Offers have also been submitted by two consortia headed by companies headquartered in Croatia – a consortium led by Institut IGH d.d. and including ZarubezhEnergoProjekt d.d. and CAU Centar za arhitekturu i urbanizam d.o.o. and the Ekonerg-Nik Com-Esotech consortium.
The bidders include two companies from Germany – Steag Energy Services Gmbh and VPC Gmbh – as well as a consortium comprising Montenegro’s Institut za građevinarstvo d.o.o. and Serbia’s Institut za istraživanja i projektovanja u privredi.
The ecological overhaul of TPP Pljevlja is a project worth EUR 40 million, and once the preliminary design plan is completed, the plan is to select a contractor and equipment to be installed over a period of around three years, EPCG said.

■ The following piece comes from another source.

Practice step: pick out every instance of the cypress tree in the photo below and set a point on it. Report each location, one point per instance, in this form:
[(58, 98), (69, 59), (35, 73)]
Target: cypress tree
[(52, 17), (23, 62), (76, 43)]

The project, designed to avert the major polluter’s shutdown, includes installing new DeSOx and DeNOx systems, upgrading of the existing electro-filter facilities, developing a wastewater treatment system, reconstructing the transportation system for coal combustion products, and building a heat facility as part of the Pljevlja municipality’s district heating project.
EPCG had submitted a request for the exemption mechanism in accordance with the decision of the Ministerial Council of the Energy Community on the implementation of the Large Combustion Plants Directive.
The Energy Community granted exemption and allowed the TPP to operate a total of 20,000 hours in the 2018-2024 period, which will reduce emissions by about 50%, while after this period, the plant can carry on generation only if its operation is adapted to requirements of the Industrial Emissions Directive (IED).